Chemically-induced synesthesia


In April 1943, scientist Albert Hoffman ingested 250 micrograms of a substance he had synthesized five years prior. Less than an hour later, he “perceived an uninterrupted stream of fantastic pictures, extraordinary shapes with intense, kaleidoscopic play of colors.”1

Hoffman had discovered lysergic acid diethylamide, a psychedelic drug commonly known as LSD. He had experienced the world’s first acid trip.

Psychedelic drugs like LSD are often associated with experiences that can only be described as synesthesia—the rare neurological phenomenon in which a stimulus produces a second concurrent, involuntary experience—although scientists are still unsure if chemically-induced synesthesia is a genuine synesthetic experience.

The majority of studies on the topic have focused on congenital synesthesia. To date, there have only been four direct studies on chemically-induced synesthesia which were conducted between 1934 and 1966. Indirect studies picked up again in the early 1990s with the work of neurologist Richard Cytowic.

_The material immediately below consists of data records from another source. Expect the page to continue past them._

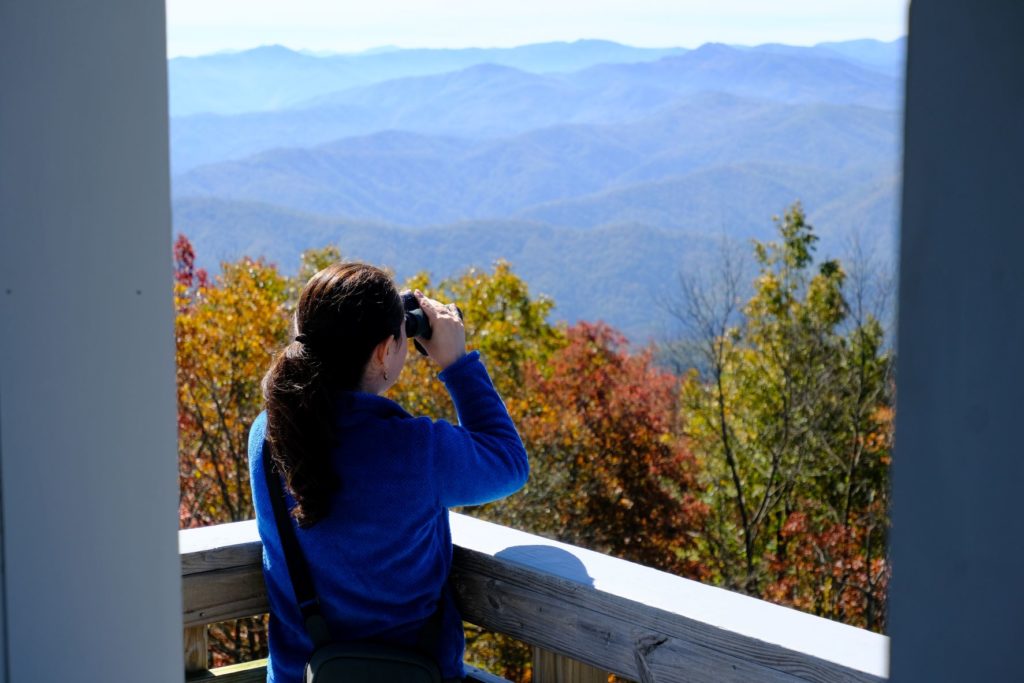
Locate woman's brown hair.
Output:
[263,263,404,527]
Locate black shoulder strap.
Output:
[263,439,331,647]
[263,439,451,653]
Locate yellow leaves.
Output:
[175,253,289,526]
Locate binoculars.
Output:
[401,291,462,355]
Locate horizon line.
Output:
[167,33,906,59]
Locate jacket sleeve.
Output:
[433,351,529,507]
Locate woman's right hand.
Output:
[414,290,466,370]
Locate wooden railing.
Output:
[179,513,889,683]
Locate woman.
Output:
[249,263,528,683]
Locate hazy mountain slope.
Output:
[171,45,899,173]
[168,40,685,116]
[816,38,906,76]
[174,95,896,227]
[729,38,906,76]
[566,43,900,109]
[174,199,720,342]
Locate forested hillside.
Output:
[171,41,903,342]
[175,206,894,681]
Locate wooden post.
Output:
[532,646,608,683]
[184,626,210,676]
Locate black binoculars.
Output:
[401,290,462,355]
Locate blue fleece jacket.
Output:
[249,351,528,683]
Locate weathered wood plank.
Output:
[181,514,889,683]
[452,515,888,683]
[178,520,263,577]
[532,646,608,683]
[185,658,266,683]
[181,563,269,627]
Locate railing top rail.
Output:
[179,513,889,683]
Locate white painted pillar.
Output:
[0,0,182,683]
[889,0,1024,682]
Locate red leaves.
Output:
[519,323,706,575]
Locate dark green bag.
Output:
[263,441,445,683]
[305,643,441,683]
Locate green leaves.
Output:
[682,204,892,628]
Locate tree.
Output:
[174,236,289,666]
[175,241,289,526]
[516,323,707,578]
[677,204,892,628]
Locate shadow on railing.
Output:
[179,513,889,683]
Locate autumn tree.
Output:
[513,323,707,578]
[175,236,288,526]
[174,236,289,666]
[677,205,892,628]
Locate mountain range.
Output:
[170,41,903,341]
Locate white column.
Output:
[890,0,1024,682]
[0,0,182,683]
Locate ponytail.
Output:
[263,263,404,527]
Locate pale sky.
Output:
[167,0,908,57]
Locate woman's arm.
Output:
[432,351,529,507]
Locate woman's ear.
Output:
[370,337,391,366]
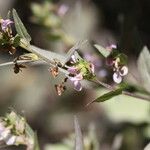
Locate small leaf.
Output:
[12,9,31,43]
[137,46,150,92]
[74,116,84,150]
[63,40,87,65]
[93,88,123,102]
[144,143,150,150]
[94,44,111,58]
[28,45,66,64]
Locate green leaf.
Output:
[12,9,31,43]
[94,44,111,58]
[64,40,87,64]
[93,88,123,102]
[74,116,84,150]
[137,46,150,92]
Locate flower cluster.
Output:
[0,111,34,150]
[49,55,95,95]
[106,45,128,84]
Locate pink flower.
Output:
[1,19,13,32]
[113,66,128,84]
[106,44,117,51]
[69,74,83,91]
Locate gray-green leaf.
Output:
[137,46,150,92]
[64,40,87,64]
[12,9,31,43]
[94,44,111,58]
[93,88,123,102]
[74,116,84,150]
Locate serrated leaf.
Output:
[64,40,87,64]
[137,46,150,92]
[74,116,84,150]
[94,44,111,58]
[93,88,123,102]
[12,9,31,43]
[28,45,66,64]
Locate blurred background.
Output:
[0,0,150,150]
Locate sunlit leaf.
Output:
[94,44,111,58]
[28,45,65,63]
[64,40,87,64]
[93,88,123,102]
[137,46,150,92]
[12,9,31,43]
[74,116,84,150]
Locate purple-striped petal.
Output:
[113,72,122,84]
[74,81,82,91]
[90,63,95,74]
[69,74,83,82]
[68,66,77,74]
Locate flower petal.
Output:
[68,66,77,74]
[5,135,16,145]
[69,74,83,82]
[74,81,82,91]
[71,55,77,63]
[113,72,122,84]
[119,66,128,76]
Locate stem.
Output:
[91,79,150,103]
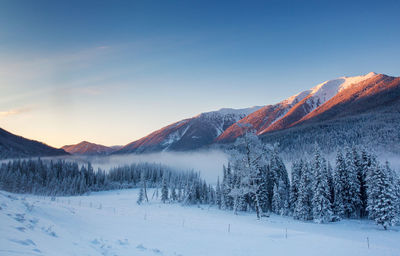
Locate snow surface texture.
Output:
[0,190,400,256]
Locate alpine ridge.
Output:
[0,128,68,159]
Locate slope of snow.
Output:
[310,72,376,108]
[0,190,400,256]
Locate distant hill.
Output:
[0,128,68,159]
[115,107,261,154]
[111,72,400,156]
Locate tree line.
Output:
[216,133,400,229]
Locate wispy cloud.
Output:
[0,107,32,118]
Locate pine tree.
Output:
[272,184,282,215]
[343,148,361,218]
[215,177,222,209]
[312,153,332,223]
[289,160,303,214]
[333,151,346,217]
[293,163,313,220]
[136,187,144,204]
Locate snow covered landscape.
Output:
[0,189,400,256]
[0,0,400,256]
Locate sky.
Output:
[0,0,400,147]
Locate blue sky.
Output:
[0,0,400,147]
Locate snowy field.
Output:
[0,189,400,256]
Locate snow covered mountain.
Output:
[115,107,261,153]
[62,141,121,155]
[116,72,400,153]
[0,128,68,159]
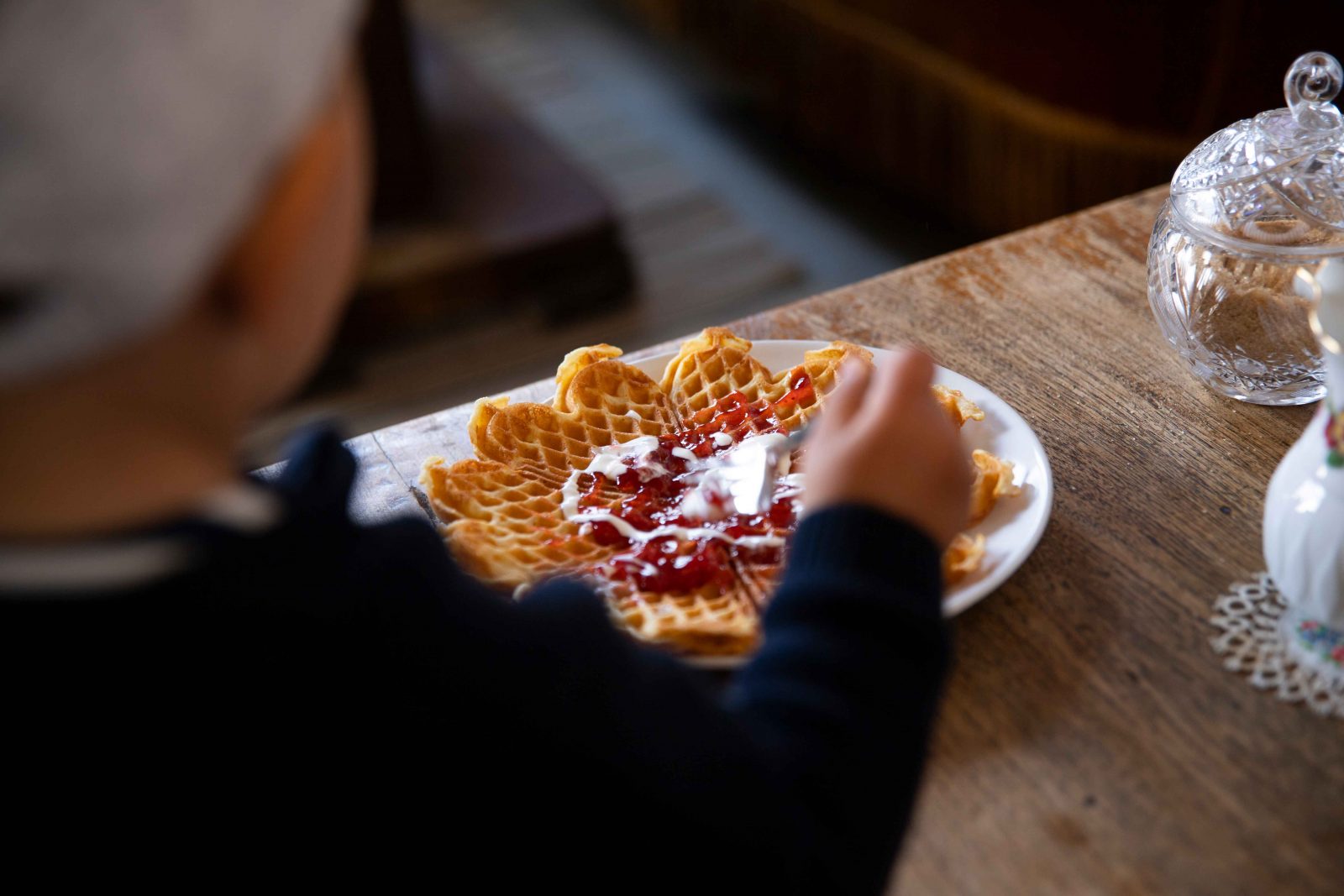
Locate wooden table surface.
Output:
[328,188,1344,896]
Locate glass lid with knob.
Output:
[1147,52,1344,405]
[1172,52,1344,254]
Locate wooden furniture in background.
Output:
[314,190,1344,894]
[352,0,634,345]
[618,0,1344,233]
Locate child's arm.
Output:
[360,356,969,893]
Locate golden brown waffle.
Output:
[468,345,677,474]
[421,327,1012,654]
[661,327,872,439]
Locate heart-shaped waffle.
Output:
[421,327,1012,656]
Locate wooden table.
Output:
[325,190,1344,896]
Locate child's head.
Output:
[0,0,367,434]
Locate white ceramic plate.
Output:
[629,340,1053,631]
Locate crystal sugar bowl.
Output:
[1147,52,1344,405]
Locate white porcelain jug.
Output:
[1265,260,1344,677]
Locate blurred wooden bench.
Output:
[352,0,633,345]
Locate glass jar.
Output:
[1147,45,1344,405]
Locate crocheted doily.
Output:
[1210,572,1344,719]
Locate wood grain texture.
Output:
[352,190,1344,894]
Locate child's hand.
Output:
[805,349,970,549]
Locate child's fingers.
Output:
[822,360,872,427]
[864,348,932,423]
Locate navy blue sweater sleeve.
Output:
[365,506,949,893]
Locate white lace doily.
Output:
[1210,572,1344,719]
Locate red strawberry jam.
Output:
[580,367,816,594]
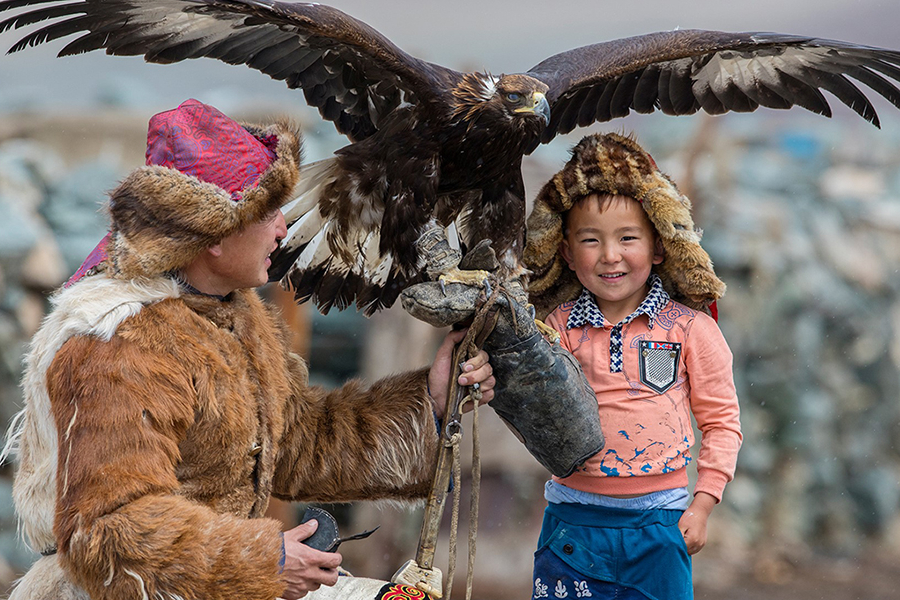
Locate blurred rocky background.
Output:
[0,0,900,600]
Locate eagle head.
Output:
[453,73,550,131]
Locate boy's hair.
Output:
[524,133,725,318]
[562,192,659,238]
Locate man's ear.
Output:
[653,235,666,265]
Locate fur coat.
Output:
[5,273,437,600]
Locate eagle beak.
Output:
[515,92,550,125]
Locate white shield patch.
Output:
[640,341,681,394]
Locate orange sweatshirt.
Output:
[546,285,742,500]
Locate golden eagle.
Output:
[0,0,900,314]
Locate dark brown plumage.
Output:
[0,0,900,313]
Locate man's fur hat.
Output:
[525,133,725,318]
[67,100,302,285]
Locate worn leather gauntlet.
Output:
[401,268,604,477]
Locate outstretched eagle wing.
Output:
[526,30,900,142]
[0,0,458,141]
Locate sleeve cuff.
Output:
[694,469,731,502]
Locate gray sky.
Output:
[0,0,900,110]
[0,0,900,163]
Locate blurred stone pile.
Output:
[0,111,900,597]
[0,132,121,587]
[644,114,900,585]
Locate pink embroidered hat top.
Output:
[66,99,300,286]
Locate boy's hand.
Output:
[678,492,716,554]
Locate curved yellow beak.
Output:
[515,92,550,124]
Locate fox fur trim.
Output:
[524,133,725,318]
[107,121,302,279]
[0,275,180,552]
[5,273,438,600]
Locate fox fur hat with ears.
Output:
[525,133,725,318]
[66,100,302,286]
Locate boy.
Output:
[525,134,741,600]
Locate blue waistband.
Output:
[547,503,683,529]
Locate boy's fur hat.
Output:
[525,133,725,318]
[67,100,302,285]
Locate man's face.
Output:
[212,210,287,290]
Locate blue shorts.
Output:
[532,503,694,600]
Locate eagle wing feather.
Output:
[527,29,900,142]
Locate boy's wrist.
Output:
[690,492,718,516]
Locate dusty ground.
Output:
[695,556,900,600]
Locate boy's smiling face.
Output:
[560,194,664,323]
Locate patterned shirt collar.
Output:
[566,273,669,329]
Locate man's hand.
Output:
[678,492,716,554]
[428,330,496,419]
[282,519,343,600]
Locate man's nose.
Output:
[275,210,287,242]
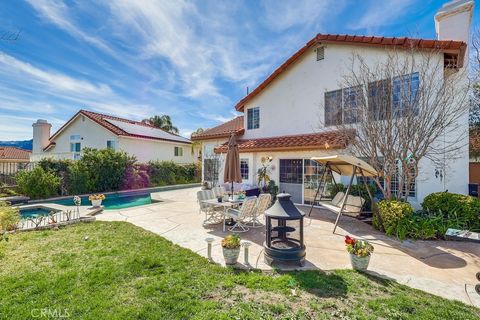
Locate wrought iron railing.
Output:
[0,161,35,187]
[17,209,80,230]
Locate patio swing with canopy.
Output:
[308,154,378,233]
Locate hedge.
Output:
[17,148,201,199]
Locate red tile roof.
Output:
[0,146,31,161]
[192,116,245,141]
[235,33,467,111]
[215,131,353,153]
[44,110,189,146]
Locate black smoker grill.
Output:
[263,193,305,266]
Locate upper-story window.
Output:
[174,147,183,157]
[240,159,248,180]
[325,90,342,126]
[247,107,260,130]
[392,72,420,116]
[325,72,420,126]
[107,140,117,150]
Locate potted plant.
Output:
[345,236,373,271]
[88,193,105,208]
[222,234,240,265]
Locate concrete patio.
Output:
[96,188,480,307]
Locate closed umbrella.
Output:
[223,134,242,195]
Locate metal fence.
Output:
[0,161,35,187]
[17,209,80,230]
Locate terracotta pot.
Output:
[350,253,370,271]
[90,199,102,208]
[222,247,240,265]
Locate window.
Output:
[325,90,342,126]
[280,159,303,184]
[343,86,363,124]
[240,159,248,180]
[392,72,419,116]
[203,144,214,157]
[390,167,417,198]
[317,47,325,61]
[70,142,82,152]
[203,156,220,186]
[70,134,82,141]
[368,80,391,120]
[174,147,183,157]
[247,107,260,130]
[107,140,117,150]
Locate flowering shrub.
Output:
[345,236,373,257]
[88,193,105,201]
[0,201,20,231]
[222,234,240,249]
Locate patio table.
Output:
[202,199,243,232]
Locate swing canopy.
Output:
[311,154,378,177]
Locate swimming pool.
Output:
[49,193,159,210]
[20,207,58,219]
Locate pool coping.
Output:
[16,202,103,217]
[27,183,201,207]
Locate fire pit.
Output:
[263,193,305,266]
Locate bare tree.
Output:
[325,46,470,200]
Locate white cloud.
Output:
[27,0,116,55]
[263,0,343,31]
[348,0,415,30]
[0,52,111,95]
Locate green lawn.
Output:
[0,222,480,319]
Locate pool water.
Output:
[20,208,54,219]
[49,194,157,210]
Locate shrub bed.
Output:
[422,192,480,231]
[17,148,201,199]
[373,200,413,235]
[376,192,480,240]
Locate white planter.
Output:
[350,253,370,271]
[90,199,102,208]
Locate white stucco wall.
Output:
[118,137,194,164]
[32,115,194,164]
[35,115,117,158]
[236,44,468,207]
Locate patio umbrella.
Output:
[223,134,242,195]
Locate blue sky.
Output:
[0,0,478,140]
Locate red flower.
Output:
[345,236,355,246]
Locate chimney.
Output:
[32,119,52,153]
[435,0,473,43]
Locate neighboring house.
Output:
[193,1,473,207]
[31,110,194,164]
[0,146,31,185]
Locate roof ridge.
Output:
[235,33,466,111]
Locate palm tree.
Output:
[142,114,178,134]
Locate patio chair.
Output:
[247,193,272,228]
[197,190,222,224]
[225,198,257,232]
[212,186,225,198]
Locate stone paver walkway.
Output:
[96,188,480,307]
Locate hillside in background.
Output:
[0,140,32,150]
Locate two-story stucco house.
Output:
[31,110,194,164]
[192,1,473,206]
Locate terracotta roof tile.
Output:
[0,146,31,160]
[48,110,189,146]
[235,33,467,111]
[192,116,245,141]
[215,131,353,153]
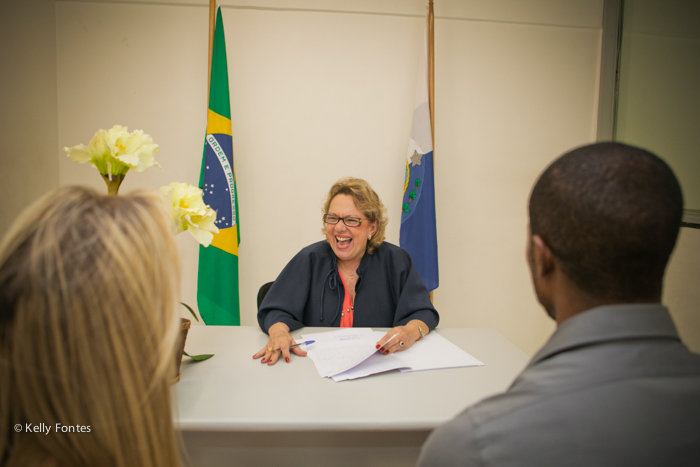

Direct studies suggest it’s possible to chemically-induce synesthesia

In 1934, research conducted by E.L. Kelly and published in the Journal of Experimental Psychology tested auditory-visual synesthesia using five non-synesthetes who first spent seven-weeks being presented with eight different tone-color pairs 1000 to 2000 times. The subjects demonstrated no evidence of developing synesthesia after this initial testing phase. When they consumed 15g of peyote cactus (estimated to contain between 0.15 and 1.2g of the psychoactive stimulant mescaline), four of the participants perceived colorful visual imagery and experienced haptic-visual, kinesthetic-visual, and algesic-color synesthesia. However, the researchers suggested that consumption of mescaline did not enhance trained associations and they observed no evidence of spontaneous auditory-visual synesthesia.2

A second study conducted in 1955 by Simpson and McKeller in the Journal of Mental Science involved two congenital synesthetes (auditory-visual and multiple types). The researchers themselves acted as non-synesthete controls. On separate occasions, subjects were given four mescaline doses (between 0.3 and 0.5g) and were then presented with various stimuli (i.e. visual, auditory, tactile, etc.). Subjects reported experiencing several distinct types of synesthesia, including auditory-visual, kinesthetic-visual, tactile-visual, olfactory-visual, and algesic-visual. Synesthetes and non-synesthetes were equally prone to developing new inducer-concurrent associations. In addition, one of the congenital synesthetes reported enhancements of his regular associations. Once again, the researchers concluded that mescaline seemed to be able to trigger synesthesia among non-synesthetes, but they also suggested that it could enhance the phenomenon in congenital synesthetes.3

A third blind study conducted in 1963 by Hartman and Hollister in Psychopharmacologia compared the effects of mescaline, LSD, and psilocybin (the psychedelic compound found in certain mushrooms). Eighteen participants were given each substance a week apart and were subjected to 16 sonic tones before and after drug administration. Under the influence of LSD and mescaline, but not psilocybin, participants reported significantly more auditory-visual associations compared to baseline levels. Less than 50% of participants experienced auditorily-induced synesthesia under the influence of the drugs.4

The last direct study, conducted in 1966 by Masters and Houston in The Varieties of Psychedelic Experience, was extremely informal. In it, participants were interviewed after consuming psychedelic drugs.  The study covered 206 drug sessions and involved a total of 214 subjects.2The researchers reported successfully inducing auditory-visual and auditory-gustatory synesthesia with LSD, but no other details were provided in their report.5

Possible mechanisms for chemically-induced synesthesia

Because the genetic mechanisms underlying congenital synesthesia are still not well understood and chemically-induced studies are so scarce, scientists are unsure if mechanisms influencing chemically-induced synesthetic episodes are—or are similar to—genuine synesthetic experiences.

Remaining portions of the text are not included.